Because both Daniel and John had prophesied the length of the reign of the antichrist, some reformers, particularly the later ones, begin to predict the end of his reign. Since prophecy tied the destruction of the antichrist to the second coming of Jesus, many of these interpretations calculated the date for the return of the Savior. Some of the dates proposed were 1776, 1785, 1816, 1836, 1843, 1848, 1852, 1858, 1862, and 1864.

As the earlier dates passed without the descent of Jesus, anticipation of and speculation about his coming grew. In the spring of 1830, Margaret Macdonald, a resident of Port Glasgow, Scotland, proposed that before descending in clouds of glory, Jesus would first appear to the faithful.
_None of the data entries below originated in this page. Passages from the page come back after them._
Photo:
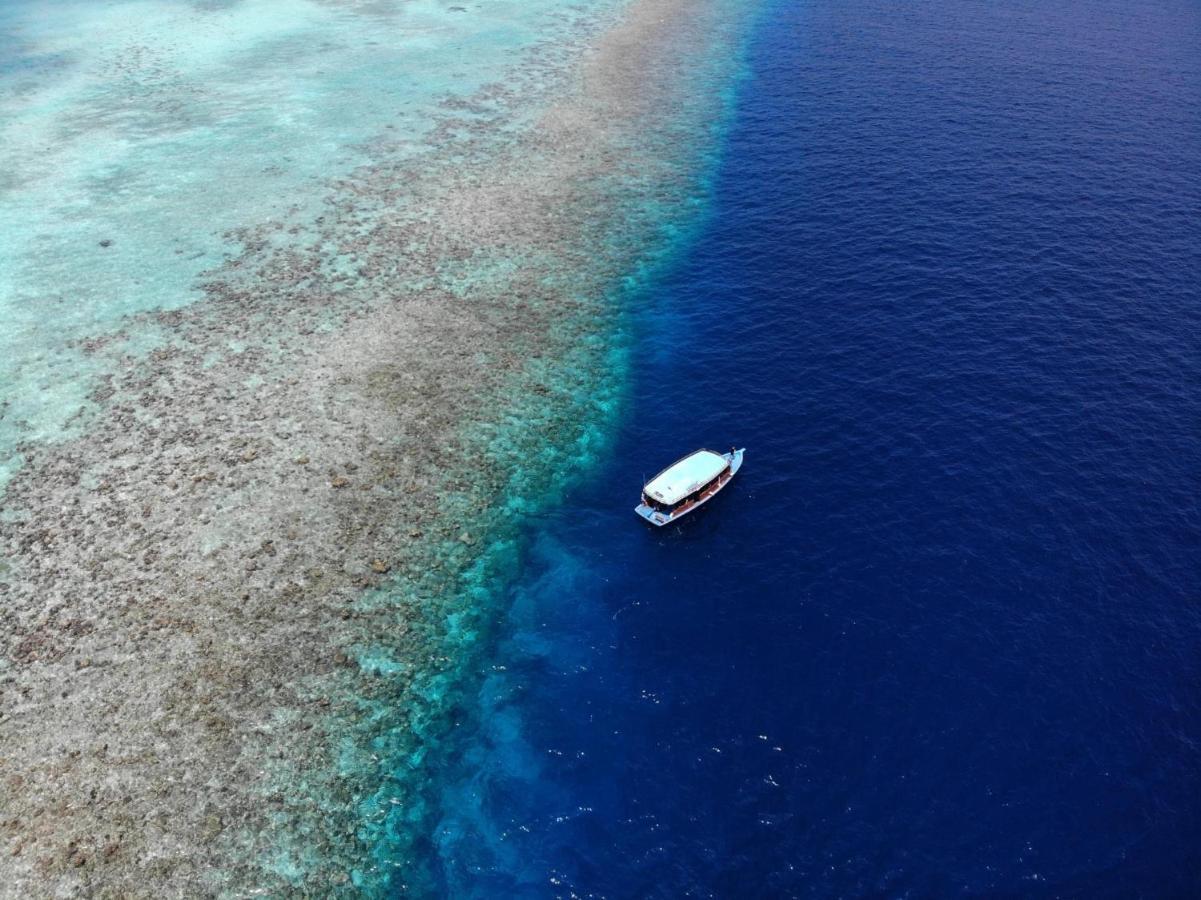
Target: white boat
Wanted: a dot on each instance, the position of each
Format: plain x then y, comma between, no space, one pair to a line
686,484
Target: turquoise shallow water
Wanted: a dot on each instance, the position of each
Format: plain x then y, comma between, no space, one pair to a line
135,136
940,635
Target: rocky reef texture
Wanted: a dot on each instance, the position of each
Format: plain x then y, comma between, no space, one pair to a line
239,607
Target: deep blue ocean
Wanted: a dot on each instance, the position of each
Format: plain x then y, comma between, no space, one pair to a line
942,636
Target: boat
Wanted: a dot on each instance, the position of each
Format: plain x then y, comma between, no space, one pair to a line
687,484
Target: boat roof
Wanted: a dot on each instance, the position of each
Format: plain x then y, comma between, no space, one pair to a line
685,476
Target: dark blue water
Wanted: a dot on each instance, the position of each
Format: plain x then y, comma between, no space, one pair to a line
943,635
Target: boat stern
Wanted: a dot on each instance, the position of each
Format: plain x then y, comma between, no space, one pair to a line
652,516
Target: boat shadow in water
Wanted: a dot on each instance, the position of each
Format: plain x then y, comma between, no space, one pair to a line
687,484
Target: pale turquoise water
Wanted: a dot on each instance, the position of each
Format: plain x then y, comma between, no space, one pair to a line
160,126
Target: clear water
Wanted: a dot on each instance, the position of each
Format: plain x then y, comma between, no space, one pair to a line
942,635
138,136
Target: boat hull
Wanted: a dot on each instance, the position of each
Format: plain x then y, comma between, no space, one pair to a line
657,518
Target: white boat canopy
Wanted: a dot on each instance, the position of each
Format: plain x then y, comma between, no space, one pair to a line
681,478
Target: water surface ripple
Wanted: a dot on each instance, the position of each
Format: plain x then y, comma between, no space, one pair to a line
942,636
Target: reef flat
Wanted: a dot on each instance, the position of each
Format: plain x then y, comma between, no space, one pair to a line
242,591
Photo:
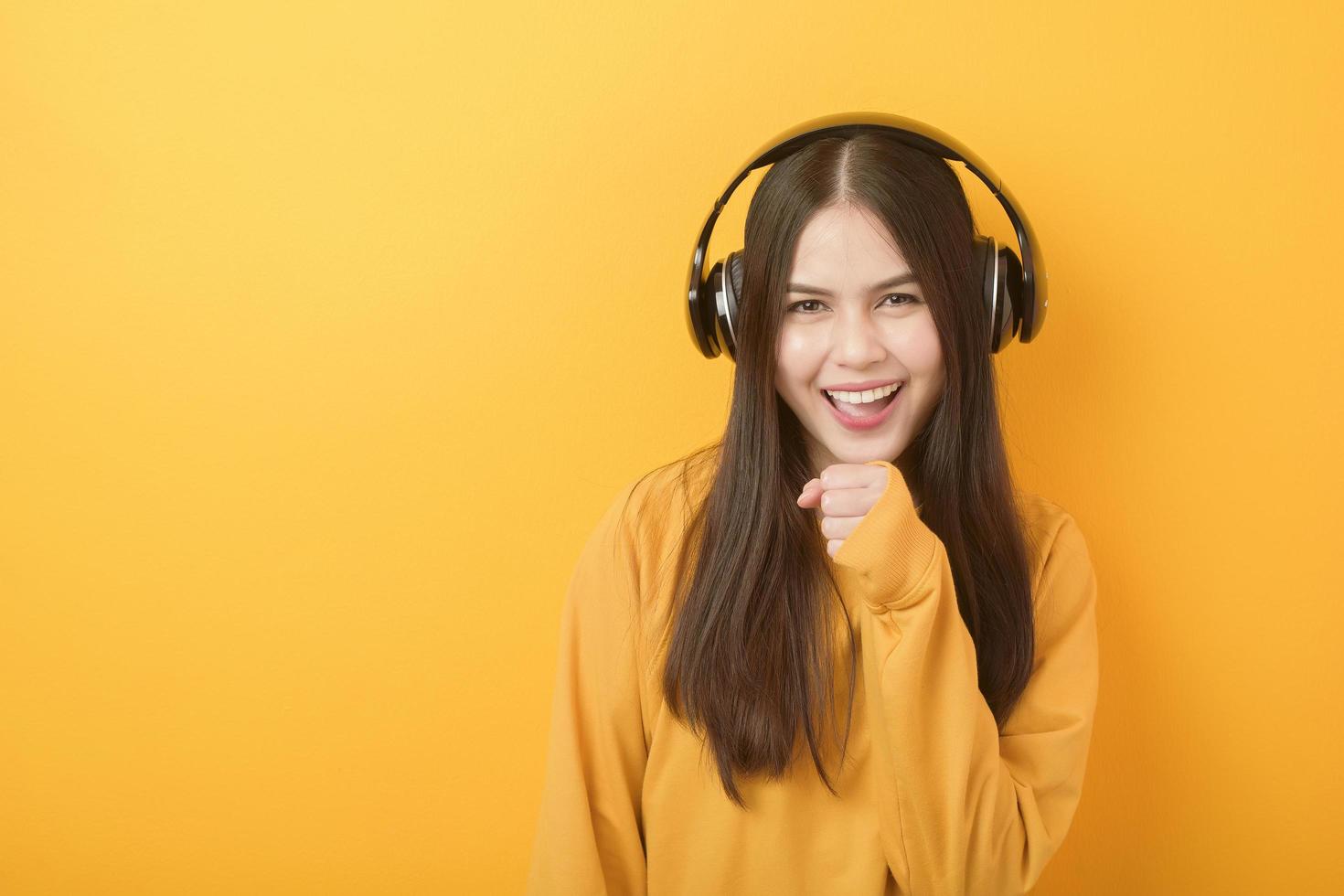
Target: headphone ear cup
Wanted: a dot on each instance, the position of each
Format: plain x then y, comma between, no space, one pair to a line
728,293
725,286
1000,272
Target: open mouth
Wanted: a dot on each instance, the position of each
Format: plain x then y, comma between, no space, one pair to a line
864,410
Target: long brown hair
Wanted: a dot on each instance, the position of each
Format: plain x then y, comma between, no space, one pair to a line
749,637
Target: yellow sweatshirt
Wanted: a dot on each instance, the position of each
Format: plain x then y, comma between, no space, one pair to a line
933,798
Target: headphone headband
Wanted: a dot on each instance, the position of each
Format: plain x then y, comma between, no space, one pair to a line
1029,294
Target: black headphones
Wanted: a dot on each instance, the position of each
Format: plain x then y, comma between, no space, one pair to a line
1014,289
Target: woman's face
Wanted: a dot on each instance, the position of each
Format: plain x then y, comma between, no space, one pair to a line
848,321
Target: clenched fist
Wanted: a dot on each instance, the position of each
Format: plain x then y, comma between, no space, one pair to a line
843,496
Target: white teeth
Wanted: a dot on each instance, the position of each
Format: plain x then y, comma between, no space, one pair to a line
863,398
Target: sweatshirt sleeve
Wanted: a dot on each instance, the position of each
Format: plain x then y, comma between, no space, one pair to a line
589,833
964,807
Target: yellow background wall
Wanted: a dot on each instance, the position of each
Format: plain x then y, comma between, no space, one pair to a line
328,329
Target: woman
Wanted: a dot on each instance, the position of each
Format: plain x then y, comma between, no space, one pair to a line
840,547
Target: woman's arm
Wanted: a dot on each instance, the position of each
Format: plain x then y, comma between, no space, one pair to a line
965,809
589,833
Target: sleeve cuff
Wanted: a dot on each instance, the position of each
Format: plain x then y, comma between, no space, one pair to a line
891,549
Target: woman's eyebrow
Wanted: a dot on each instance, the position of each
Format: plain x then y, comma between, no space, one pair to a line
887,283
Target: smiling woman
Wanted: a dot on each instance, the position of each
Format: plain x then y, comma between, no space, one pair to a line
709,640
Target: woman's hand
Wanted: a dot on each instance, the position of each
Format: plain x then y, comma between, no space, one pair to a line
843,496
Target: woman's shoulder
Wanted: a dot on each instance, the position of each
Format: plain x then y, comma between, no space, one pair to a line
657,503
1055,541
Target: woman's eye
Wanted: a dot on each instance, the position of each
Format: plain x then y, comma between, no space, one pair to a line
812,301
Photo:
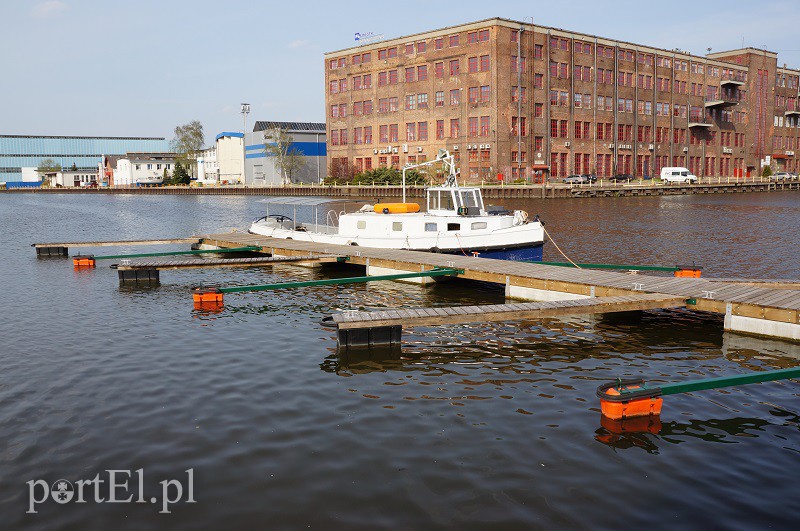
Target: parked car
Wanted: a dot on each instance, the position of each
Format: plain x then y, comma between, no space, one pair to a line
621,177
677,174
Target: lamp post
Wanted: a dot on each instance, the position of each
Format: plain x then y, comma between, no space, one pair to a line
245,111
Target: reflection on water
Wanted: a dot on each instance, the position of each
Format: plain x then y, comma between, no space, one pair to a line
649,433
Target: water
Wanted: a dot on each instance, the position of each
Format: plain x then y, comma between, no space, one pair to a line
471,426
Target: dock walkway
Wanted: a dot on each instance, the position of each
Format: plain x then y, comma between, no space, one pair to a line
748,307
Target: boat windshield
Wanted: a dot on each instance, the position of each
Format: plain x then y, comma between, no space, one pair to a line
440,200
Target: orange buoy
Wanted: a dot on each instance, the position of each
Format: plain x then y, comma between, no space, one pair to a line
81,260
396,208
207,295
638,401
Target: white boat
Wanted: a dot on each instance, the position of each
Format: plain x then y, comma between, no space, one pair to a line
456,222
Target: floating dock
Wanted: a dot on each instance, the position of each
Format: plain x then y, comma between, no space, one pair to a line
748,308
762,307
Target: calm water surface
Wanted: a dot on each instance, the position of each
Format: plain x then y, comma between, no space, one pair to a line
470,426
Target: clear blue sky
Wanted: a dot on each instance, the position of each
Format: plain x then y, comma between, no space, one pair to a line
81,67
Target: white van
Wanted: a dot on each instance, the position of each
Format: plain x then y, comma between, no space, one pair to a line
677,175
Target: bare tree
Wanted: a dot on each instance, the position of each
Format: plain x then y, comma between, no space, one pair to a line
188,142
289,160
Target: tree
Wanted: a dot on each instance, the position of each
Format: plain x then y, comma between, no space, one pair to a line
179,175
188,142
289,160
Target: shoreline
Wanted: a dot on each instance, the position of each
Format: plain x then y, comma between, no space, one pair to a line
548,191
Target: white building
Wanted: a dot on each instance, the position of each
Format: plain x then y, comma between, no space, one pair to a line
208,167
61,178
140,169
230,158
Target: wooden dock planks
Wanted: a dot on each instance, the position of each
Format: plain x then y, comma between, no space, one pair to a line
119,242
553,278
504,312
225,262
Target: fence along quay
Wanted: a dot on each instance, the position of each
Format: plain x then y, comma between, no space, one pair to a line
759,307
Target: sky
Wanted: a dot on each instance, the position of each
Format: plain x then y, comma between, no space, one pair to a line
140,68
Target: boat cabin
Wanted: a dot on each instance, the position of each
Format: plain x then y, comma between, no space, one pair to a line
448,201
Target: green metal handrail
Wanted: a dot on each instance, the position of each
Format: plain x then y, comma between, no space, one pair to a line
715,383
175,253
438,272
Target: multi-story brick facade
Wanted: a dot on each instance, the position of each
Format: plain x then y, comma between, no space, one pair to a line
518,100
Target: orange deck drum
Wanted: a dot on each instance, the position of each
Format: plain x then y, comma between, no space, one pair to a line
639,402
689,272
396,208
207,295
81,260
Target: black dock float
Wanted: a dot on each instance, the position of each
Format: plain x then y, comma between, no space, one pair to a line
144,275
370,337
46,252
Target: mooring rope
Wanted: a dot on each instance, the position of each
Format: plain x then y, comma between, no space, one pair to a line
559,249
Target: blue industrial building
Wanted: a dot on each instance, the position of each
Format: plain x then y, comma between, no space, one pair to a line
308,140
84,152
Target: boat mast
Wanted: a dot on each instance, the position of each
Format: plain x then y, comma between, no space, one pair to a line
445,158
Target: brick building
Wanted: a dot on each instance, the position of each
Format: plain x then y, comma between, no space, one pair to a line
522,100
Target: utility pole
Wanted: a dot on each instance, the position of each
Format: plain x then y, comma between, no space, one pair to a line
245,111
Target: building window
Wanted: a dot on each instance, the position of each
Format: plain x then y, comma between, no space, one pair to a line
454,67
485,126
411,132
455,97
454,128
473,127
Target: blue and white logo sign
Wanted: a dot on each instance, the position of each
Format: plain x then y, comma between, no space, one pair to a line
367,37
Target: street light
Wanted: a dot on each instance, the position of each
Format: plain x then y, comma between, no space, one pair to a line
245,111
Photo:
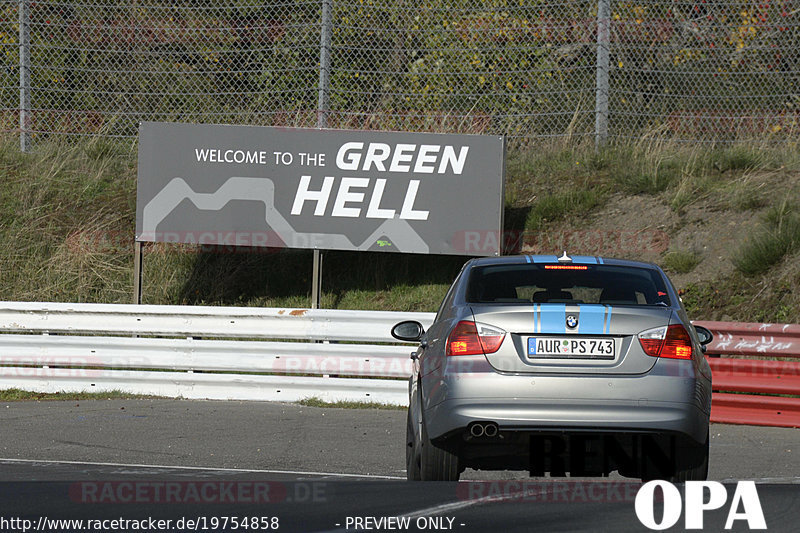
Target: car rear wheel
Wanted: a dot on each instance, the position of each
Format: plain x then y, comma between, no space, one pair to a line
412,459
437,464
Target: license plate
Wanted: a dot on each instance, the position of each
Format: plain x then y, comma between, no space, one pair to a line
575,348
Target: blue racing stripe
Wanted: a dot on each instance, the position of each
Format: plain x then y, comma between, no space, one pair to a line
592,319
554,318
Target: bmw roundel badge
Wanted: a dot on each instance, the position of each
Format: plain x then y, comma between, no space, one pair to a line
572,321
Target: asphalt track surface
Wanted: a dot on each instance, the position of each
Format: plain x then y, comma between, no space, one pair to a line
315,467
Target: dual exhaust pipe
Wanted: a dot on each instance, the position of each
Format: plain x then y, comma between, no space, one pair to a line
484,429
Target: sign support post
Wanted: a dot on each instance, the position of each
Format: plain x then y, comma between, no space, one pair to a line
323,102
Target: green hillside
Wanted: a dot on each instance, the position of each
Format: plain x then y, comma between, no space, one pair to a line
723,220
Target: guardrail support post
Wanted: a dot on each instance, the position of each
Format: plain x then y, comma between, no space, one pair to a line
24,75
316,280
137,273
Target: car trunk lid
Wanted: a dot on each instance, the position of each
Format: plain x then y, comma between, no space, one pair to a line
567,338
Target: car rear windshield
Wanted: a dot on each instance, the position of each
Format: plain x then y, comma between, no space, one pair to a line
568,284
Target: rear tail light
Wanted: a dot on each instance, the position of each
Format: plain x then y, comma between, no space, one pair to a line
474,338
672,342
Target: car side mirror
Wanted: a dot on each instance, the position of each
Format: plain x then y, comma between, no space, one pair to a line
704,335
408,331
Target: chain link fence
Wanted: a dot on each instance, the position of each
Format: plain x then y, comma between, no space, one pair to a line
716,70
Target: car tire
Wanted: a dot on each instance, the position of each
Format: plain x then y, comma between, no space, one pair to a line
435,463
412,459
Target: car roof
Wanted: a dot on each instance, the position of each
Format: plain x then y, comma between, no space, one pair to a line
576,260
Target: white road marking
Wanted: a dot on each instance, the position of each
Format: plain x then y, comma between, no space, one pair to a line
201,468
She believed he would lift them off the earth during his secretive appearance just before a period of grave tribulation overtook the earth. John Darby, the founder of the Brethren movement, adopted Margaret's interpretation. He taught that the church would be raptured at the beginning of a period of tribulation that would last seven years. He believed Daniel had predicted its length in his prophecy of the seventy weeks (Dan 9:27).

When the later dates passed without the second advent, many Christians began to lose faith. Not only did they conclude that the prophecies were inaccurate, but many decided that the Bible, now under attack by the disbelief of "higher criticism," was faulty. Joseph Seiss, a well-educated Lutheran minister, wavered, too. To saved his faith, he concluded in 1885 that the prophesies were not errant, but their interpretations were. Previous commentators had assumed from the text (Rev 1:10) that the Revelation was given to John on a Sunday. He proposed that John was transported in vision to the day of the Lord's return to view it and the preceding rise and fall of the "man of sin." He reasoned that the Apocalypse described the events occurring during the seven-year period of tribulation Darby had proposed and that the antichrist of Revelation would precipitate it.

While Joseph Seiss believed that the reign of the antichrist was unconnected with previous empires, some supporters of his interpretation began teaching that the anti-christ would be enthroned by ten kings rising out of a remnant of the Roman Empire still left in Europe. With the help of Cyrus Scofield and later Hal Lindsey, this new interpretation gradually gained popularity. Today it is the most visible, if not the most popular, interpretation of prophecy among fundamental Christians.